The volume of $$\mathrm{O}_2$$ is given as $$5600 \mathrm{~mL}$$. Now, we convert this volume to moles:

$$ \text{moles of } \mathrm{O}_2 = \frac{\text{volume of } \mathrm{O}_2}{\text{molar volume}} = \frac{5600 \mathrm{~mL}}{22400 \mathrm{~mL/mol}} = 0.25 \mathrm{~mol} $$

Next, we'll use Faraday's laws of electrolysis to relate the moles of $$\mathrm{O}_2$$ to the moles of silver being displaced. In electrolysis, silver is deposited at the cathode according to the following half-reaction:

$$ \mathrm{Ag}^+ + e^- \rightarrow \mathrm{Ag} $$

This tells us that for each mole of $$\mathrm{Ag}^+$$ ions, only 1 mole of electrons is required to reduce it to silver metal $$\mathrm{Ag}$$. However, the liberation of oxygen gas involves the following half-reaction:

$$ 2\mathrm{H_2O} (l) \rightarrow \mathrm{O}_2 (g) + 4H^+ (aq) + 4e^- $$

From this reaction, we can see that 1 mole of $$\mathrm{O}_2$$ gas requires 4 moles of electrons to be produced.

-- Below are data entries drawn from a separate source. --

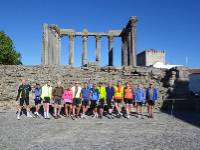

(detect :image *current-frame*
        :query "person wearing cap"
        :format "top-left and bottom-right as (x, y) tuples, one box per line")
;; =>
(41, 80), (52, 119)
(32, 83), (42, 117)
(81, 82), (90, 119)
(16, 79), (32, 120)
(124, 82), (134, 118)
(90, 83), (100, 118)
(97, 82), (106, 119)
(52, 81), (64, 119)
(106, 81), (115, 119)
(134, 84), (145, 119)
(146, 82), (158, 118)
(71, 81), (82, 118)
(62, 87), (74, 119)
(114, 81), (124, 117)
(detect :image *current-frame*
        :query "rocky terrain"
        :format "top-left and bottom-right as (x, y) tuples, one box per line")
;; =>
(0, 111), (200, 150)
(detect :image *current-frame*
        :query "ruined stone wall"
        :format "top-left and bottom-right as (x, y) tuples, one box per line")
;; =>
(0, 65), (190, 110)
(146, 50), (165, 66)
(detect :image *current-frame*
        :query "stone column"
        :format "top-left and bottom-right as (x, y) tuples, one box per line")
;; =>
(82, 35), (88, 66)
(130, 16), (138, 66)
(127, 31), (133, 66)
(69, 34), (75, 66)
(108, 35), (113, 66)
(122, 36), (128, 66)
(42, 24), (49, 65)
(96, 35), (101, 64)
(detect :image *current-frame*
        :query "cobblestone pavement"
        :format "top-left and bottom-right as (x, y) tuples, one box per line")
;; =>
(0, 112), (200, 150)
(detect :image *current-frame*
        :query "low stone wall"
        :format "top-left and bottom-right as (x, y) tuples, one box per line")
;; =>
(0, 64), (190, 110)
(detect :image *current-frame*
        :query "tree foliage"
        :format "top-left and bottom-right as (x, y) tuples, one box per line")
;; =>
(0, 31), (22, 65)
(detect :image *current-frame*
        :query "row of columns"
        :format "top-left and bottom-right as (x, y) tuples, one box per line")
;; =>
(69, 34), (114, 66)
(42, 16), (137, 66)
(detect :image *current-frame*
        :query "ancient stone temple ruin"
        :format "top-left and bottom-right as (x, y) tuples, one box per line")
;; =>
(42, 16), (137, 66)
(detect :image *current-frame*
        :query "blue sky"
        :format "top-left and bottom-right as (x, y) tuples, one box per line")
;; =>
(0, 0), (200, 68)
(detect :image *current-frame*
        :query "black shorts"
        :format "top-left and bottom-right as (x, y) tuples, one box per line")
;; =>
(147, 100), (155, 106)
(73, 98), (81, 106)
(136, 102), (143, 106)
(43, 97), (50, 103)
(115, 99), (122, 104)
(90, 101), (97, 109)
(106, 99), (113, 109)
(19, 98), (29, 106)
(54, 98), (62, 105)
(124, 98), (133, 104)
(34, 96), (41, 105)
(82, 100), (89, 106)
(65, 102), (72, 105)
(98, 99), (105, 108)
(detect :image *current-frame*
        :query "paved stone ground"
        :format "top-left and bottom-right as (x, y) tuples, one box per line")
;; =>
(0, 111), (200, 150)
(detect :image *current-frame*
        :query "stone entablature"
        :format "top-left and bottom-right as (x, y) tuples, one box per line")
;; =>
(42, 17), (137, 66)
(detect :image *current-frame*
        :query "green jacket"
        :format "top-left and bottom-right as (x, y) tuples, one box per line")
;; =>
(41, 84), (52, 99)
(97, 86), (106, 100)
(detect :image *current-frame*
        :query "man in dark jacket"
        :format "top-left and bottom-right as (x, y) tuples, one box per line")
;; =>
(16, 80), (32, 120)
(52, 81), (64, 119)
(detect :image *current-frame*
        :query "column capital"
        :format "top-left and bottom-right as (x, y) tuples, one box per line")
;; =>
(95, 35), (101, 40)
(82, 29), (88, 37)
(129, 16), (138, 27)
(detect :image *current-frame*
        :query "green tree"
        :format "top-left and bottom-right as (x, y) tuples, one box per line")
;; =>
(0, 31), (22, 65)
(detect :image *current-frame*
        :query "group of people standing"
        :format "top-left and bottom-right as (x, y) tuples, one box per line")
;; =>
(16, 80), (158, 119)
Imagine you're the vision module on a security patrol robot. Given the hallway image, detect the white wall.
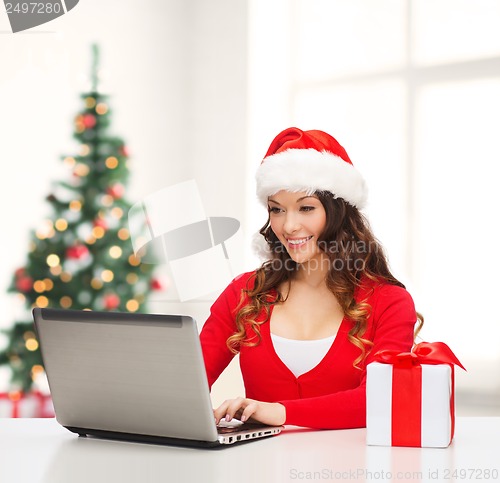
[0,0,247,398]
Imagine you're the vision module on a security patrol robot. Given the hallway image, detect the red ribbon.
[373,342,465,447]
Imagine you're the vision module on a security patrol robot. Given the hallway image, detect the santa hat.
[256,127,367,208]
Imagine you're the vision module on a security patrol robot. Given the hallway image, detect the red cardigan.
[200,272,416,429]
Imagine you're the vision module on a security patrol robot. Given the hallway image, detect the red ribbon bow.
[373,342,465,447]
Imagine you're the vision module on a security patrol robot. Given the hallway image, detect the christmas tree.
[0,46,159,392]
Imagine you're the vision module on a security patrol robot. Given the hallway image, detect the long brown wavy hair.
[227,191,423,368]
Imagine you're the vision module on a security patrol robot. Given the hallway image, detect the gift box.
[0,391,54,418]
[366,342,464,448]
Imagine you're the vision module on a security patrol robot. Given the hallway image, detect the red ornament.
[82,114,97,129]
[66,245,89,260]
[104,293,120,310]
[106,183,125,199]
[16,276,33,293]
[150,278,163,290]
[118,144,130,158]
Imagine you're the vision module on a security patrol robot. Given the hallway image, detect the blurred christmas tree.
[0,46,159,392]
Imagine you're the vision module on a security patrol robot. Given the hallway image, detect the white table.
[0,418,500,483]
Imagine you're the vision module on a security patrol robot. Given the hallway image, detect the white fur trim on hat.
[256,149,368,209]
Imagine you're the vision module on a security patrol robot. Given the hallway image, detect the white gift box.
[366,362,454,448]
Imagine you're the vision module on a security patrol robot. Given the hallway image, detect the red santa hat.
[256,127,367,209]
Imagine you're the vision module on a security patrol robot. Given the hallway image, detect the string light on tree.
[0,43,155,397]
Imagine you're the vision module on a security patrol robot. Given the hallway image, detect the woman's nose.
[283,212,300,235]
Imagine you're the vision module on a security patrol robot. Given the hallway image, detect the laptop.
[33,308,282,448]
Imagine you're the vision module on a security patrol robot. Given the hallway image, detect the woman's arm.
[214,285,416,429]
[200,274,254,388]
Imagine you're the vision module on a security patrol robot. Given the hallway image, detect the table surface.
[0,417,500,483]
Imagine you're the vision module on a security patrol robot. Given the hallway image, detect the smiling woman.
[200,128,422,429]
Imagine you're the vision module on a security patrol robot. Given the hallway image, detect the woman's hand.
[214,397,286,426]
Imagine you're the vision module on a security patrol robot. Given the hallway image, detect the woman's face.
[268,190,326,263]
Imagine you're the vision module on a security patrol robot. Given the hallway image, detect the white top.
[271,334,335,377]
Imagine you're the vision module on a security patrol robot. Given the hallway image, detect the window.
[249,0,500,391]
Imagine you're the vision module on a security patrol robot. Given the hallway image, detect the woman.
[200,128,417,429]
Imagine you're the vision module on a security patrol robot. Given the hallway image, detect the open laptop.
[33,308,282,448]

Therefore, the number of moles of electrons associated with the $$0.25 \mathrm{~mol}$$ of $$\mathrm{O}_2$$ will be:

$$ \text{moles of electrons for } \mathrm{O}_2 = 0.25 \mathrm{~mol} \times 4 = 1 \mathrm{~mol} $$

Now, since it takes 1 mole of electrons to reduce 1 mole of $$\mathrm{Ag}^+$$. The moles of electrons required is equal to the moles of $$\mathrm{Ag}$$ produced. Hence, we have 1 mole of $$\mathrm{Ag}$$ being deposited.

Finally, to calculate the mass of this silver, we use the molar mass of silver:

$$ \text{Mass of Ag} = (\text{moles of Ag}) \times (\text{Molar mass of Ag}) = 1 \mathrm{~mol} \times 108 \mathrm{~gmol}^{-1} = 108 \mathrm{~g} $$

So, the mass of silver displaced by the quantity of electricity that displaces 5600 mL of $$\mathrm{O}_2$$ at S.T.P. will be $$108 \mathrm{~g}$$.